The Ancient Order of Hibernians has always played a dual roll regarding the immigration of people from Ireland to the United States. On one hand the AOH since its inception has been the longest serving and most important organization assisting newly arrived immigrants from Ireland and has persistently lobbied to make sure that the opportunity is always there for Irish men and women to immigrate to the United States.
Conversely the AOH has always dedicated itself to creating in Ireland favorable political and economic conditions that would make it unnecessary for Irish people to seek exile in America.
At the time of the Great Hunger when people were fleeing Ireland by the hundreds of thousands in order to escape misery, exploitation and death, AOH members were already present in the United States and stood ready to welcome and assist their fellow countrymen as they disembarked from the coffin ships.
The AOH with its widespread network of Divisions provided a place where immigrants could go for assistance and friendship.
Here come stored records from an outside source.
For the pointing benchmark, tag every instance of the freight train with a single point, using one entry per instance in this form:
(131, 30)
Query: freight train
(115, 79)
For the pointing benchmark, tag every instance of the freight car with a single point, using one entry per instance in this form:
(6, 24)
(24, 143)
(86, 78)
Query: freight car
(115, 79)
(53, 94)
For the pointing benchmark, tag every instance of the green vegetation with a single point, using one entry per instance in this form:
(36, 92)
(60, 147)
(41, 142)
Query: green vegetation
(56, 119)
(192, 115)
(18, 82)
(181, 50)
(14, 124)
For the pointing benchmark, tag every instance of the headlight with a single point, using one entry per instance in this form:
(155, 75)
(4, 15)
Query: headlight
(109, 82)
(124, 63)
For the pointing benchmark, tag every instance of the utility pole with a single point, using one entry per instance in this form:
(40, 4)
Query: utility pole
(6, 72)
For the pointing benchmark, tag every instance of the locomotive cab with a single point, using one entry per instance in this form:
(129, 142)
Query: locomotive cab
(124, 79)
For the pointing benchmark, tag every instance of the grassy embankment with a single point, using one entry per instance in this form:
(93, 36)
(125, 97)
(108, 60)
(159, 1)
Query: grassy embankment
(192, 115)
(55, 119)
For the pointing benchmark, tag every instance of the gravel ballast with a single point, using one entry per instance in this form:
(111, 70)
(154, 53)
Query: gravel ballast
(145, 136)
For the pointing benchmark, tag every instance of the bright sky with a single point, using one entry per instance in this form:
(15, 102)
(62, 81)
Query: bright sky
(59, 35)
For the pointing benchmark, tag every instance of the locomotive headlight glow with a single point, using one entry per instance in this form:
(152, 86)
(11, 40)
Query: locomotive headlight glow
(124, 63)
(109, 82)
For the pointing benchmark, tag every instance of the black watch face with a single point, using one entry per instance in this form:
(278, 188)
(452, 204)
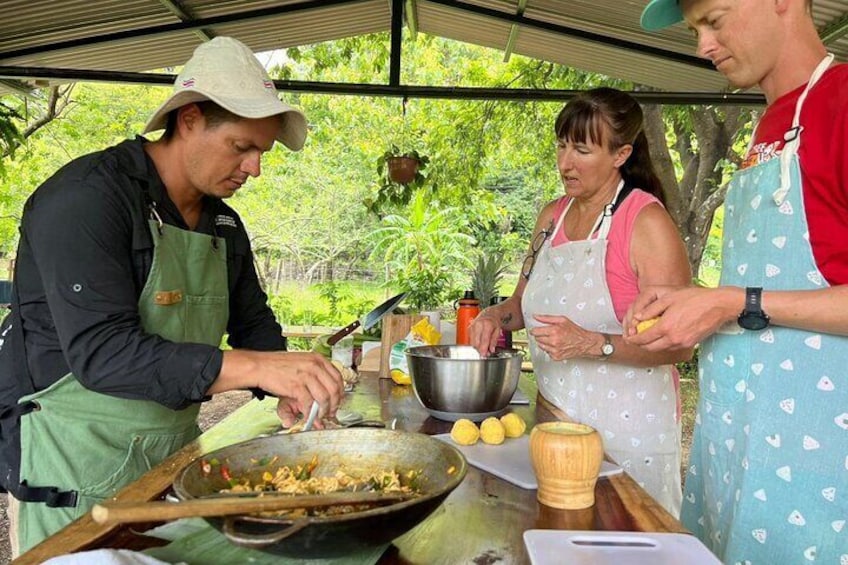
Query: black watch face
(752, 321)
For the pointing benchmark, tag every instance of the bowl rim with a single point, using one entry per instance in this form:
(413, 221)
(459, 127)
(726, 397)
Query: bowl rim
(418, 351)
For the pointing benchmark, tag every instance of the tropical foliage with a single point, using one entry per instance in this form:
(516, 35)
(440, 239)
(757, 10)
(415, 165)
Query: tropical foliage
(491, 166)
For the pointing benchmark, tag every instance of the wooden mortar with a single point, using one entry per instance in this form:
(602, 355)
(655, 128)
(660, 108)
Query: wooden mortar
(566, 458)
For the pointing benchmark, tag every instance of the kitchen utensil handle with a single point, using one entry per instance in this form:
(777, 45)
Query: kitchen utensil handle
(157, 511)
(348, 329)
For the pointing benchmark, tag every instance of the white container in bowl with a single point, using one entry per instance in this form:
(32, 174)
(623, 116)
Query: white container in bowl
(454, 381)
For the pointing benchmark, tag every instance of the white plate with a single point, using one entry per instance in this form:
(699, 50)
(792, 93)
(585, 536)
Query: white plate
(510, 460)
(552, 547)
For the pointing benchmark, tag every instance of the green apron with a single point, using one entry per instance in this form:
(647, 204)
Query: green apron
(95, 443)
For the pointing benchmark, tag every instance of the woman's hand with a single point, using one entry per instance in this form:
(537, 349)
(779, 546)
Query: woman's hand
(562, 339)
(484, 332)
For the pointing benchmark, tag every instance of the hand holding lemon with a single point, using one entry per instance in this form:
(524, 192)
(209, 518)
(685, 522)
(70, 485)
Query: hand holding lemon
(646, 324)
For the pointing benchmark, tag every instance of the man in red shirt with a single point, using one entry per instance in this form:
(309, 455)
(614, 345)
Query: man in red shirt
(770, 453)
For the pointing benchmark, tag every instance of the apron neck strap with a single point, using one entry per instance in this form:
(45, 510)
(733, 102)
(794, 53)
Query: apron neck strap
(792, 138)
(604, 220)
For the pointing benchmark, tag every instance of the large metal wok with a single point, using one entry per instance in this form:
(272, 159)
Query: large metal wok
(358, 452)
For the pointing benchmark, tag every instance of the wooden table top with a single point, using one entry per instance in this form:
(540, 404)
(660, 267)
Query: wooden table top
(491, 513)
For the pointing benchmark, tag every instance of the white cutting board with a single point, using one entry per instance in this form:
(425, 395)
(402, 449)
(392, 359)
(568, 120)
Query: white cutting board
(552, 547)
(510, 460)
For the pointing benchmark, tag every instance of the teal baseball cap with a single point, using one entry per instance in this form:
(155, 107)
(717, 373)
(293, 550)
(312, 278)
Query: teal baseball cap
(661, 13)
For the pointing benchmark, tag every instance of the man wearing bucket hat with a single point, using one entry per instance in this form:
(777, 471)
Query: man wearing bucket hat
(769, 461)
(130, 270)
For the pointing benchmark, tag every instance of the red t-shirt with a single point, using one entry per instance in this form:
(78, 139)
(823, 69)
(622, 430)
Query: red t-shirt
(824, 163)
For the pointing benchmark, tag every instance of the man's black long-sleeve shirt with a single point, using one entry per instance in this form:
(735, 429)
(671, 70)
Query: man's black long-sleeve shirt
(83, 259)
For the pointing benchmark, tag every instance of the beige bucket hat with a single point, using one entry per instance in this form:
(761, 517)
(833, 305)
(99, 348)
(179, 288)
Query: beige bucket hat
(226, 72)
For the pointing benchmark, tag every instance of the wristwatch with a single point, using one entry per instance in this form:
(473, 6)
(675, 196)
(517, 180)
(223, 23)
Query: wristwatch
(607, 349)
(753, 317)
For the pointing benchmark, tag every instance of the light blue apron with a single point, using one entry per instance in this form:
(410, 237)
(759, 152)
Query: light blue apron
(768, 475)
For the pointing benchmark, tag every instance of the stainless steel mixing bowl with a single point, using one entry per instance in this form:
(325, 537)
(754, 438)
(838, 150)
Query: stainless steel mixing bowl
(454, 381)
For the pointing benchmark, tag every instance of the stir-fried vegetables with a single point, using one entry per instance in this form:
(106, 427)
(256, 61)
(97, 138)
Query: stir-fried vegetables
(301, 479)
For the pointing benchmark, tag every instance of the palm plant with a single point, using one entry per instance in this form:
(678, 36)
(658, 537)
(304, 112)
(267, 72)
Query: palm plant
(486, 277)
(426, 248)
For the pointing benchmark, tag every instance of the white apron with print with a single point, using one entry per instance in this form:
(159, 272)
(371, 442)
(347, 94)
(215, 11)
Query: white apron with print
(768, 475)
(633, 408)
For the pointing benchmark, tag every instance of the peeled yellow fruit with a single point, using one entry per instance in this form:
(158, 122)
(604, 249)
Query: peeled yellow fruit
(645, 324)
(465, 432)
(400, 377)
(513, 425)
(492, 431)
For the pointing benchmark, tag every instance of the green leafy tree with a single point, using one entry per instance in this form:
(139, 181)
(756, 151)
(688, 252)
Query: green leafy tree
(427, 248)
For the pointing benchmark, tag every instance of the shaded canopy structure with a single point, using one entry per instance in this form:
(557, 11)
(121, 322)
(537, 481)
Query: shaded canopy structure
(44, 42)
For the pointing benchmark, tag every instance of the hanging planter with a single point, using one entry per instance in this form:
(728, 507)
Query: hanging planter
(400, 175)
(402, 168)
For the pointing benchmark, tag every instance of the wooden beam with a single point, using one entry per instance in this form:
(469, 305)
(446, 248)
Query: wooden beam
(398, 91)
(513, 31)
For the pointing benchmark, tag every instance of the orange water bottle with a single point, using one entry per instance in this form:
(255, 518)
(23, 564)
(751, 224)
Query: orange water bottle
(467, 310)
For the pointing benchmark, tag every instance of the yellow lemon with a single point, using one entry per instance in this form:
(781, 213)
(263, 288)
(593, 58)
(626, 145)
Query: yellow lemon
(645, 324)
(514, 426)
(465, 432)
(492, 431)
(400, 377)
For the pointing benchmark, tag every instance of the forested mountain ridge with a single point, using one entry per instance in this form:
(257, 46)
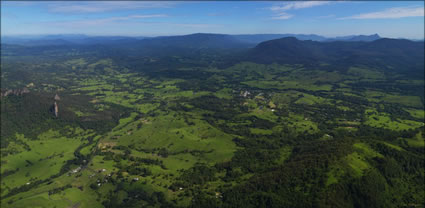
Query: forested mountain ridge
(205, 121)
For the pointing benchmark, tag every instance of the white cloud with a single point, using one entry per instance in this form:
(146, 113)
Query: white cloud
(298, 5)
(99, 6)
(391, 13)
(280, 10)
(103, 21)
(282, 15)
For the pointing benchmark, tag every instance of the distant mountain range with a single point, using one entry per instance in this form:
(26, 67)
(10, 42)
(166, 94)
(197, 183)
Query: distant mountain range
(206, 40)
(262, 48)
(402, 54)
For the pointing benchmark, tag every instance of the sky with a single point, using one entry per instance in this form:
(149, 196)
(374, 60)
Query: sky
(395, 19)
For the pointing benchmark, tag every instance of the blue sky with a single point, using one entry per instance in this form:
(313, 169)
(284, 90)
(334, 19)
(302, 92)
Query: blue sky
(142, 18)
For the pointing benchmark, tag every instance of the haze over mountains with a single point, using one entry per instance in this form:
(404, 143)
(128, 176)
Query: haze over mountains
(244, 40)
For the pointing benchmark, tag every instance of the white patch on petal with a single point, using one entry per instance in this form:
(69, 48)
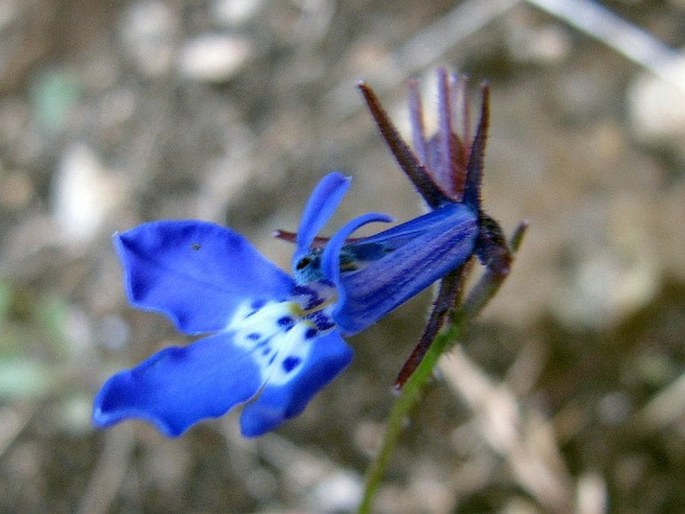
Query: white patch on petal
(277, 335)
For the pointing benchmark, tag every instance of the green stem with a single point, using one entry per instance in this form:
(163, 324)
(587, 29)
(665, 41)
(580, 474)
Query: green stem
(411, 393)
(408, 398)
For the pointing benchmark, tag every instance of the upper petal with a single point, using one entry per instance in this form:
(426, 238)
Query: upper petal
(321, 205)
(179, 386)
(304, 366)
(197, 273)
(403, 261)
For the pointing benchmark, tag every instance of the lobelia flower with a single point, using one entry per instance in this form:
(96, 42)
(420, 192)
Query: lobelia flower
(274, 341)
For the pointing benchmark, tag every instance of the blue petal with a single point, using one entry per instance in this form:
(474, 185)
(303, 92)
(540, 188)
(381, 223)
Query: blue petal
(196, 273)
(409, 265)
(330, 260)
(321, 205)
(302, 370)
(179, 386)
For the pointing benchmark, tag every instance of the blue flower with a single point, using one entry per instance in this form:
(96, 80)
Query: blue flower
(274, 340)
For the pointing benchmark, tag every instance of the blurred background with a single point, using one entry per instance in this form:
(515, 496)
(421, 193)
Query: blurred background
(568, 394)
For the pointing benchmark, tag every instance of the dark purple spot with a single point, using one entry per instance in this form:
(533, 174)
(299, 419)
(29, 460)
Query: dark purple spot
(285, 321)
(257, 304)
(290, 363)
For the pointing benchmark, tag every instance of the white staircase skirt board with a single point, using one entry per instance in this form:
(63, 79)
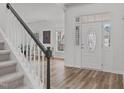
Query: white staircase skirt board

One of the great accomplishments of the AOH during the middle and later part of the nineteenth century was that it bonded together immigrants from all sections of Ireland into a common nationality.
AOH members who arrived in America with transfer cards from AOH divisions in Ireland were given $5.00 to tide them over while they sought work. Each AOH division has an employment committee that helps new arrivals find jobs.
In addition, each AOH division had a fund administered by a Sick Committee, which paid a benefit of $5.00 per week for members who were unable to work because of illness or injury.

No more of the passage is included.